On the original topic, it's not the aeroplane that matters, it's the training and the willingness to read the POH and do what it says. It's also about making sure you never stop learning and planning for every flight.
Agreed. I learned in 150's. Instrument in a 172, and transitioned to taildraggers when the school where I was instructing bought a Citabria. CFII in a PA-28. I managed to successfully transition to corporate jets, airline jets, a civil C-130 and then a wide (wider) body jet. For the past 15 years or so, I have been enjoying going back to my roots flying a taildragger in the mountains and I had the opportunity, post-retirement, to fly a survey Twin Otter for a few years. My current hobby job is back in the jets. Those 150/152's and good instruction did me justice.
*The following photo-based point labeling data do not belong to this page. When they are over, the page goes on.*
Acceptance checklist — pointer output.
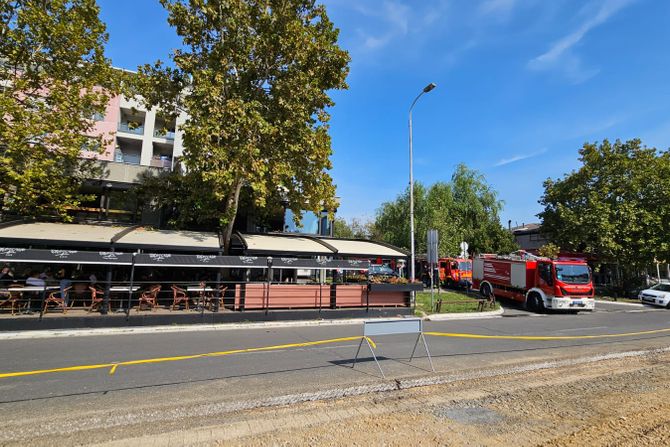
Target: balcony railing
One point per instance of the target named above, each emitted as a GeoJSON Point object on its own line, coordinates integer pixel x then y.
{"type": "Point", "coordinates": [169, 135]}
{"type": "Point", "coordinates": [125, 127]}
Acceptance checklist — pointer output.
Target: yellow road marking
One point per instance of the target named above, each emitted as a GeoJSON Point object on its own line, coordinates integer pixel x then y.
{"type": "Point", "coordinates": [545, 337]}
{"type": "Point", "coordinates": [115, 365]}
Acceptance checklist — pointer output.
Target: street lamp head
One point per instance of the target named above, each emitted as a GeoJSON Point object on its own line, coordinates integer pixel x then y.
{"type": "Point", "coordinates": [429, 87]}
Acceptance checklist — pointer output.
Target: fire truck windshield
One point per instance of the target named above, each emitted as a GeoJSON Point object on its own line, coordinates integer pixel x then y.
{"type": "Point", "coordinates": [573, 274]}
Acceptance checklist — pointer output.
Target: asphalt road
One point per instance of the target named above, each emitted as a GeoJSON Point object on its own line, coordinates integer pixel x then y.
{"type": "Point", "coordinates": [261, 374]}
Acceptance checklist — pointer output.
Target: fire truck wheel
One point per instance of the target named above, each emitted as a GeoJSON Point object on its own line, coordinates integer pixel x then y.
{"type": "Point", "coordinates": [534, 303]}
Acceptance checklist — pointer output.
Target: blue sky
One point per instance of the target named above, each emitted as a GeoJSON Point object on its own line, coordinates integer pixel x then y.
{"type": "Point", "coordinates": [522, 84]}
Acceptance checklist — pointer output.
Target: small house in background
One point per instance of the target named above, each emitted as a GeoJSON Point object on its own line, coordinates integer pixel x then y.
{"type": "Point", "coordinates": [528, 237]}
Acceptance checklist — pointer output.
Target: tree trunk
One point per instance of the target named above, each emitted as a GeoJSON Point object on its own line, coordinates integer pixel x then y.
{"type": "Point", "coordinates": [231, 210]}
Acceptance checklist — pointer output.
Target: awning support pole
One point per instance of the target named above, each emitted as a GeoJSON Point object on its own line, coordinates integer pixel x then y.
{"type": "Point", "coordinates": [130, 288]}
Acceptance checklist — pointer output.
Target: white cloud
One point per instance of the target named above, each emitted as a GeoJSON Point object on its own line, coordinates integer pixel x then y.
{"type": "Point", "coordinates": [560, 57]}
{"type": "Point", "coordinates": [394, 15]}
{"type": "Point", "coordinates": [515, 158]}
{"type": "Point", "coordinates": [497, 7]}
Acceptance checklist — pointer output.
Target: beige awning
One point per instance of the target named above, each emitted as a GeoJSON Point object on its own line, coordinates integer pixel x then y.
{"type": "Point", "coordinates": [53, 233]}
{"type": "Point", "coordinates": [286, 244]}
{"type": "Point", "coordinates": [314, 245]}
{"type": "Point", "coordinates": [170, 239]}
{"type": "Point", "coordinates": [363, 248]}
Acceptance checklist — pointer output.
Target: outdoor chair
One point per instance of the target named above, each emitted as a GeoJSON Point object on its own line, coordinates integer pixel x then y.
{"type": "Point", "coordinates": [150, 297]}
{"type": "Point", "coordinates": [58, 299]}
{"type": "Point", "coordinates": [79, 292]}
{"type": "Point", "coordinates": [179, 296]}
{"type": "Point", "coordinates": [12, 299]}
{"type": "Point", "coordinates": [211, 298]}
{"type": "Point", "coordinates": [203, 295]}
{"type": "Point", "coordinates": [97, 298]}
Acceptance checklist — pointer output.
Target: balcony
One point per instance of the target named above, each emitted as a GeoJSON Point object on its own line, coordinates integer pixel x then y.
{"type": "Point", "coordinates": [164, 163]}
{"type": "Point", "coordinates": [169, 135]}
{"type": "Point", "coordinates": [132, 128]}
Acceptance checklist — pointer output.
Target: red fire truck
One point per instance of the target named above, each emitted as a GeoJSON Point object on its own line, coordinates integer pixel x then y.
{"type": "Point", "coordinates": [539, 283]}
{"type": "Point", "coordinates": [455, 272]}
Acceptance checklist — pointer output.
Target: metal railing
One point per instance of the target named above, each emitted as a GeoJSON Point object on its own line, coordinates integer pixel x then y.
{"type": "Point", "coordinates": [135, 298]}
{"type": "Point", "coordinates": [169, 135]}
{"type": "Point", "coordinates": [125, 127]}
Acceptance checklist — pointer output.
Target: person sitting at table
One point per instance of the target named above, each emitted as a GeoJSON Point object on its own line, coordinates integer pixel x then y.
{"type": "Point", "coordinates": [65, 282]}
{"type": "Point", "coordinates": [6, 275]}
{"type": "Point", "coordinates": [35, 280]}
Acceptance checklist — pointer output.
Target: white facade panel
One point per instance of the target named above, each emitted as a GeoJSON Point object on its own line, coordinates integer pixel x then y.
{"type": "Point", "coordinates": [518, 275]}
{"type": "Point", "coordinates": [478, 269]}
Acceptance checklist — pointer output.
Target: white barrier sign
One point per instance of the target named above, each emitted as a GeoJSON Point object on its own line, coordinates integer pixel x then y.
{"type": "Point", "coordinates": [390, 327]}
{"type": "Point", "coordinates": [374, 328]}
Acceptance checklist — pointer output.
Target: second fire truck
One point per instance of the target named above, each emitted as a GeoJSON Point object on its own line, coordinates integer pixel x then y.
{"type": "Point", "coordinates": [539, 283]}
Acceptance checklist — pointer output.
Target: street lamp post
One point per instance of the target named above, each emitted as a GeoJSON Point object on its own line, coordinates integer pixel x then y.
{"type": "Point", "coordinates": [426, 89]}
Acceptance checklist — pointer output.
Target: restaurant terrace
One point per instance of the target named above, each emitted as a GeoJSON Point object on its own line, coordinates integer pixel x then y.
{"type": "Point", "coordinates": [64, 275]}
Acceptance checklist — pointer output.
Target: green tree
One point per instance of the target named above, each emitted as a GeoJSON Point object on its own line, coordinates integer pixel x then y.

The aircraft type(s) didn't really seem to matter for me. I will say that when I was with Civil Air Patrol (in keeping with my personal policy to fly anything offered) I had the opportunity to checkout in a brand new, Garmin1000 C-182...and didn't like it. Actually left me cold, and I'm a hard-core iPad guy now. My CAP favorites were the Beaver, 185 and steam gauge 206 (in that order). My passion is really taildraggers.

I had some really good instructors and a few bad ones in the early days. Learned from them both. Good instruction works regardless of where the tailwheel location is, and variety of experience is a big contributor. Eat when its offered, sleep when you can and fly whatever comes along.